Superintelligence — AI systems that surpass human intelligence — could be just a decade away, raising urgent questions about how to ensure their safety and alignment with human values, according to OpenAI.
These AI systems could be hugely beneficial, but more sophisticated systems create the possibility for unpredictability. Misinterpreting human values or intent, algorithmic biases and security risks are all cause for concern, especially with highly developed AI systems where the potential consequences are far greater.
Yu Meng, assistant professor of computer science at the University of Virginia School of Engineering and Applied Science, will soon undertake a project to help prepare for this future.
Enhancing AI Training for a Safer, Smarter Future
While AI models are rapidly progressing, training these models continues to pose challenges. Meng’s research will aim to advance the training methodologies researchers rely on, making them more effective for superintelligent systems.
Training AI effectively is crucial for ensuring that these systems can learn, adapt and operate in ways that minimize risks and maximize benefits for society.
"Our research tackles the pressing challenges of AI alignment as we approach the era of superintelligence,” said Meng. “We aim to innovate new training methods essential for building superintelligent systems that are both safe and beneficial.”
“Beyond advancing AI capabilities, we are dedicated to ensuring that rapidly evolving AI systems remain aligned with human values and intentions. By doing so, we are helping to shape a future where superintelligent AI serves to enhance humanity rather than threatens it."
Helping AI Learn from Imperfect and Evolving Data
Part of the project will investigate how researchers can help AI learn better when using data that is incomplete, ambiguous or labeled inconsistently. Real-world human supervision is often imperfect, and AI systems are not always capable of accurately extrapolating information. Meng plans to test different techniques to help AI understand what information is important, despite the noise, ultimately making AI models more reliable, less biased and more accurate.

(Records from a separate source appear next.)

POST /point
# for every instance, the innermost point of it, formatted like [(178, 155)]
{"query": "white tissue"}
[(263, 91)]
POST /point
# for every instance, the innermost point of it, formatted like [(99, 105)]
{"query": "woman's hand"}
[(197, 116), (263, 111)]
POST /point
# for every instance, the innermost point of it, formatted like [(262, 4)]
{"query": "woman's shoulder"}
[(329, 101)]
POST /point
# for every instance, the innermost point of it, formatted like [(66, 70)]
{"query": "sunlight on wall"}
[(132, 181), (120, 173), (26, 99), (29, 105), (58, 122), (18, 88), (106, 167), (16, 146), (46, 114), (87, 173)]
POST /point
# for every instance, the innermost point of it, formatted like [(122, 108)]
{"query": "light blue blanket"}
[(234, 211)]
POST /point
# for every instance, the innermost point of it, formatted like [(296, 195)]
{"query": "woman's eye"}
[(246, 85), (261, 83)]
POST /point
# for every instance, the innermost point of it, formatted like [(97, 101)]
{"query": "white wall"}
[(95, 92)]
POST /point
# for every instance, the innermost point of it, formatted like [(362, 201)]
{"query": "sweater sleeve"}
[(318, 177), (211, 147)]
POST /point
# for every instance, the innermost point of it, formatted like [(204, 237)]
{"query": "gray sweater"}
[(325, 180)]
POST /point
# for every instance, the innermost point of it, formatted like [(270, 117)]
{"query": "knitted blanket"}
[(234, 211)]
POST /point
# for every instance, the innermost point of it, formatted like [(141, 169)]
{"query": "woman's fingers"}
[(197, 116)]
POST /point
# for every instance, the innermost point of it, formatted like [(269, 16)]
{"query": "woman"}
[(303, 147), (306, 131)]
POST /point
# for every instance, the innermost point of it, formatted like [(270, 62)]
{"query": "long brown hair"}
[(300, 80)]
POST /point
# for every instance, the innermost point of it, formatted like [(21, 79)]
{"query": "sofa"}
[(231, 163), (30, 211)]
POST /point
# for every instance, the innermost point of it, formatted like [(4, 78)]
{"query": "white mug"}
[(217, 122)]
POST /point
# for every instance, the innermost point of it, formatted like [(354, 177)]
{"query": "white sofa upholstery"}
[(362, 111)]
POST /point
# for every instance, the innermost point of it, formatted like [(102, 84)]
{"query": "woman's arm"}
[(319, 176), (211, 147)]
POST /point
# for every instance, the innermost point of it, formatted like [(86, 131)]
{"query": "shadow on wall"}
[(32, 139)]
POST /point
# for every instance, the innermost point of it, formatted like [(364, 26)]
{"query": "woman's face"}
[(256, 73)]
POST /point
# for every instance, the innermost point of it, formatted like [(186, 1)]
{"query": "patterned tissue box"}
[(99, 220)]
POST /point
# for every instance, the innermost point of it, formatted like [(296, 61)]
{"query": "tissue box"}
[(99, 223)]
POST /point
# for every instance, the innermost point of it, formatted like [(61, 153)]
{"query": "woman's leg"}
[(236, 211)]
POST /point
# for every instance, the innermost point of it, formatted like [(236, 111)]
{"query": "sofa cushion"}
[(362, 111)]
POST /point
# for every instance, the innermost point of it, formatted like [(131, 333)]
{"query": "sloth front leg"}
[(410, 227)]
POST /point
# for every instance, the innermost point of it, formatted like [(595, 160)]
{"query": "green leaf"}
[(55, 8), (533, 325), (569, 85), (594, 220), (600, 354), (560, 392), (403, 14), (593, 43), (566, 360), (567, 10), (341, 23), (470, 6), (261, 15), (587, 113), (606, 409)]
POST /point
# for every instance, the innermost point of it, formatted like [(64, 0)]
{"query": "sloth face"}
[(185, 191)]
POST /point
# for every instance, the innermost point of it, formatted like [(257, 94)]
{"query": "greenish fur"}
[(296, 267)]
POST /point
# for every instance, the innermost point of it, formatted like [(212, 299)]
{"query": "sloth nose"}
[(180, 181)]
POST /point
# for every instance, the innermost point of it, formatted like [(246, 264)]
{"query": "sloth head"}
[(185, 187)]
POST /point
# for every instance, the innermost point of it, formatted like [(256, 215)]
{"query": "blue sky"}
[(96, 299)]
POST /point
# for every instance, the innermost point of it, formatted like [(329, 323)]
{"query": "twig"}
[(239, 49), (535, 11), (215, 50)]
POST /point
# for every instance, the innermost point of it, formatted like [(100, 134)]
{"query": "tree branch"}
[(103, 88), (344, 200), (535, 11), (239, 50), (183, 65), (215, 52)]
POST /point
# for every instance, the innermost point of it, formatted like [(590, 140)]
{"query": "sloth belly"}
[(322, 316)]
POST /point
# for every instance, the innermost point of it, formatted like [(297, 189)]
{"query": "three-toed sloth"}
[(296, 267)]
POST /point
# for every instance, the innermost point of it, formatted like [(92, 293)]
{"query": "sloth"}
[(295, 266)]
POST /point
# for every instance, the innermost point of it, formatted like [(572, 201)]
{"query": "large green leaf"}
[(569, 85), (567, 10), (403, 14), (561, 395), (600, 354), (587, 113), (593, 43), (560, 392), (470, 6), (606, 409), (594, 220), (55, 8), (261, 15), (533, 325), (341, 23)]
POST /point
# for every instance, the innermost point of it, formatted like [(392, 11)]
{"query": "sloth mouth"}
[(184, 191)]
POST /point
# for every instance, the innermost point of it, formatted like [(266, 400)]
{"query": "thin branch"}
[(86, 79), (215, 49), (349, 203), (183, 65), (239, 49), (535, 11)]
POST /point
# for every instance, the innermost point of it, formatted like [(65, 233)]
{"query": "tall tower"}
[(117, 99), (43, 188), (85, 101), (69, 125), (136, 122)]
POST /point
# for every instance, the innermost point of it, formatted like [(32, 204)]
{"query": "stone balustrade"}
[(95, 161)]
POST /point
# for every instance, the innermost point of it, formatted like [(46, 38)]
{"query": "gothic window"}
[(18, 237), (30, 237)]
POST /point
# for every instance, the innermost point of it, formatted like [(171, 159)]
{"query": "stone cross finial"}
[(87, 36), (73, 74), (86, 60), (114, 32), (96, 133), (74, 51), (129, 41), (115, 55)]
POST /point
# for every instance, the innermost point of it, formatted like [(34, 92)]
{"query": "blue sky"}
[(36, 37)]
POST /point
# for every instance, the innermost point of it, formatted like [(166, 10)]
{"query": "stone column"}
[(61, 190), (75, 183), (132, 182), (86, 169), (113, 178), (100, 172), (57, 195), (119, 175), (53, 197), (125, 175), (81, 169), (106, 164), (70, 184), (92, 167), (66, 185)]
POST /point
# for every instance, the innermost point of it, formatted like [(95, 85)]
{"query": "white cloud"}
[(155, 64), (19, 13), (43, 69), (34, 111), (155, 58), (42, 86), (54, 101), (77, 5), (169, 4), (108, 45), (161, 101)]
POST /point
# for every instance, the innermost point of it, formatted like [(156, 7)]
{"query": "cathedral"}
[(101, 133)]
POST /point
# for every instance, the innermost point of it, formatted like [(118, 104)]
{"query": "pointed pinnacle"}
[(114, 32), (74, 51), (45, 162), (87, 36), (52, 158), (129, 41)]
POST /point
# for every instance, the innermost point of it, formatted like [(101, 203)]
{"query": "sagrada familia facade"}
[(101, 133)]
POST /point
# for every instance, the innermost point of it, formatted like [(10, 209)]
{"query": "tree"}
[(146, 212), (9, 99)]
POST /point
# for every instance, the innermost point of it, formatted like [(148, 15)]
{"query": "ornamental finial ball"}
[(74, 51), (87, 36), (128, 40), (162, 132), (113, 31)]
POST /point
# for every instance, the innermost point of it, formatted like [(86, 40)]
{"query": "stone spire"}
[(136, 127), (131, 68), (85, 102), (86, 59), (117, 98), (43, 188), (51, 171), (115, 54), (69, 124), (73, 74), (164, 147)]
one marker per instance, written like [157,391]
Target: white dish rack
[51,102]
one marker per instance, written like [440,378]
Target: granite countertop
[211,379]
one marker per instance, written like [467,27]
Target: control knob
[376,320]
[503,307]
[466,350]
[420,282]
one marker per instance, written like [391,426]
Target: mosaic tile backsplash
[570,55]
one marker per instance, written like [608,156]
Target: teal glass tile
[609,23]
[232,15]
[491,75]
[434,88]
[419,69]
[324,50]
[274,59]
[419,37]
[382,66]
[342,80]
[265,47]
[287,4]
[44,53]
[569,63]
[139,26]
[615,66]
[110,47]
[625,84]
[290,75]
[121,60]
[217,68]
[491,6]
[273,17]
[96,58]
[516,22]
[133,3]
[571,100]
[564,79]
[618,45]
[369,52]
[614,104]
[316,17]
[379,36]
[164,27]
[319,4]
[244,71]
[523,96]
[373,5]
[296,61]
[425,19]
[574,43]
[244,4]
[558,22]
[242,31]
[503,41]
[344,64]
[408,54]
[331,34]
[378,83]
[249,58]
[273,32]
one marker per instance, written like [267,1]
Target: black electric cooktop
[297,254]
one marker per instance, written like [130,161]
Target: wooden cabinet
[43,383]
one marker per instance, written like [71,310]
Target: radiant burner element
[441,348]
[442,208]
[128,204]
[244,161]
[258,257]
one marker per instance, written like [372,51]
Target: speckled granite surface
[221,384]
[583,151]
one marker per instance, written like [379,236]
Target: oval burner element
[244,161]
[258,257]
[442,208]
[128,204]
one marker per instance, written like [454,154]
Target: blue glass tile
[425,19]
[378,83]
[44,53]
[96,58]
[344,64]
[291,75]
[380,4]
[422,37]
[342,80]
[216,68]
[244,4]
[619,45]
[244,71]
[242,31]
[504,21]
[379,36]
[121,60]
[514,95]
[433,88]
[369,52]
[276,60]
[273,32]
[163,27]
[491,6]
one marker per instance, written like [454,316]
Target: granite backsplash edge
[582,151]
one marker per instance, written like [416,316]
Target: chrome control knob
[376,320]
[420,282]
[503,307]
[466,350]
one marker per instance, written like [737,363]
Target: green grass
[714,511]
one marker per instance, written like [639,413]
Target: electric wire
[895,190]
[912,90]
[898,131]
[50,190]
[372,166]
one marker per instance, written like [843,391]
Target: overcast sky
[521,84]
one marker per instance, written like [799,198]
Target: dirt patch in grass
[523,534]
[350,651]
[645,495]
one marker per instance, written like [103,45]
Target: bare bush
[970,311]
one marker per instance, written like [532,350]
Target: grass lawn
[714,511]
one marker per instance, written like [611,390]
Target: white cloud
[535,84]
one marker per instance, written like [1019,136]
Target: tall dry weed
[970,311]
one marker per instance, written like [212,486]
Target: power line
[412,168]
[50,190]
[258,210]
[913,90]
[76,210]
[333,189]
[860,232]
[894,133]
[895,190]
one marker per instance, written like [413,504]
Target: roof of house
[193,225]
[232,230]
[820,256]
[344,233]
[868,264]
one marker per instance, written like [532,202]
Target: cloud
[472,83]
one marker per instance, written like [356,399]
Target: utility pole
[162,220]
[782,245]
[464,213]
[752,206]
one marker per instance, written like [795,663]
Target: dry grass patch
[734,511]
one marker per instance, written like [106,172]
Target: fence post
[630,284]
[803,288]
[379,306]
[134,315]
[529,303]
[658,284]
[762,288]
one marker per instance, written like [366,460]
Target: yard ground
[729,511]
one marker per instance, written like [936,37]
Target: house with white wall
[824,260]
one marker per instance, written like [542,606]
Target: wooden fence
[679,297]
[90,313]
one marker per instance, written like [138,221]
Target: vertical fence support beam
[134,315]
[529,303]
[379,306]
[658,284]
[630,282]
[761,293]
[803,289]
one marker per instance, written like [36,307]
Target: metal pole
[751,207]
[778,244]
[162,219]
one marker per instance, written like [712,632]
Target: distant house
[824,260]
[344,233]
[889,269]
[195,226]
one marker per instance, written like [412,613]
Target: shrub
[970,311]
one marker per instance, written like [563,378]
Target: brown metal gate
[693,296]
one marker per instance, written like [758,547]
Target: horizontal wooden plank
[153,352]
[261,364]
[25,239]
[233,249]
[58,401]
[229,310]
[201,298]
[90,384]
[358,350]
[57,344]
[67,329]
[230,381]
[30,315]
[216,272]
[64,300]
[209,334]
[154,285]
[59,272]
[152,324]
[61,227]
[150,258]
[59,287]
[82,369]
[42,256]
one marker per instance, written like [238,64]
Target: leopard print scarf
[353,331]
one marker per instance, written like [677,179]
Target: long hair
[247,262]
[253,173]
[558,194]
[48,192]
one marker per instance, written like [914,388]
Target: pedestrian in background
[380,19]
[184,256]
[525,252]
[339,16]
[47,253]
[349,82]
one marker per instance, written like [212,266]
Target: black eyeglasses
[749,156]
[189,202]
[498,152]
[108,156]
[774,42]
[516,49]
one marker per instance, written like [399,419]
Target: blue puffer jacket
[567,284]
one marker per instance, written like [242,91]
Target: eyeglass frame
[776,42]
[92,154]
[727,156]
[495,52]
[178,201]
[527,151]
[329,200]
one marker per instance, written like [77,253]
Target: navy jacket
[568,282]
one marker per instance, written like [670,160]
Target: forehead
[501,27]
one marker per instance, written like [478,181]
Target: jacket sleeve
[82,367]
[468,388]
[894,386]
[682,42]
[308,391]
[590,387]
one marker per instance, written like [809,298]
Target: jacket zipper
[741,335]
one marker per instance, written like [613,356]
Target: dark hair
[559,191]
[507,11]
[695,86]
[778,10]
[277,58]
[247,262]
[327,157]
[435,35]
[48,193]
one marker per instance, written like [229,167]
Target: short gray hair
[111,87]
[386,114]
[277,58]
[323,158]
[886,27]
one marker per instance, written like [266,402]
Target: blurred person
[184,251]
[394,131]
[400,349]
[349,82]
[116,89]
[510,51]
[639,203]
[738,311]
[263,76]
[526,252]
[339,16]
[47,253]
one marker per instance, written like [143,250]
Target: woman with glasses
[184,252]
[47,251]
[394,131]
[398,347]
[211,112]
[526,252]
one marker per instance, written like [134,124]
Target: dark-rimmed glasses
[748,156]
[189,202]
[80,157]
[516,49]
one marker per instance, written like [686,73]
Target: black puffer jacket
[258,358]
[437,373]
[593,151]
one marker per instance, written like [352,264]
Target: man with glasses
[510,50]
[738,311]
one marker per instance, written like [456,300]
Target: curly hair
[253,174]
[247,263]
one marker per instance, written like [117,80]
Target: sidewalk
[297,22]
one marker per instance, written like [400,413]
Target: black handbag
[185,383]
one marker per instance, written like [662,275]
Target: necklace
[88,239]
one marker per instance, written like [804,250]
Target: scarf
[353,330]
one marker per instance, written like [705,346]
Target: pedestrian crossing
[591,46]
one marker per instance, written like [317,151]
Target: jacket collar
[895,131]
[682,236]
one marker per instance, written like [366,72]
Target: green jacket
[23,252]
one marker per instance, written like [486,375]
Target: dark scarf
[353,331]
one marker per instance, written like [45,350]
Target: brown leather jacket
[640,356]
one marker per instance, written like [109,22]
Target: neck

Additionally, the project will seek to understand how AI training should change as our knowledge grows. With information constantly evolving, anticipating how training methodologies will need to adapt is essential. Failing to continually improve AI training can cause future systems to be stunted, resulting in unreliable models and more errors.
A New Take on Train the Trainer
There’s also a possibility future AI models may be able to train other AI. To better understand this potential, the team will also compare the effectiveness of training data from humans to training data created by AI. At some point, AI models may become advanced enough to provide guidance similar to humans.
Meng’s work is supported by a $200,000 Superalignment Fast Grant from OpenAI. The competitive funding program targets projects that aim to build next-generation superhuman AI systems. This year, only 50 proposals out of a total of 2,700 were funded.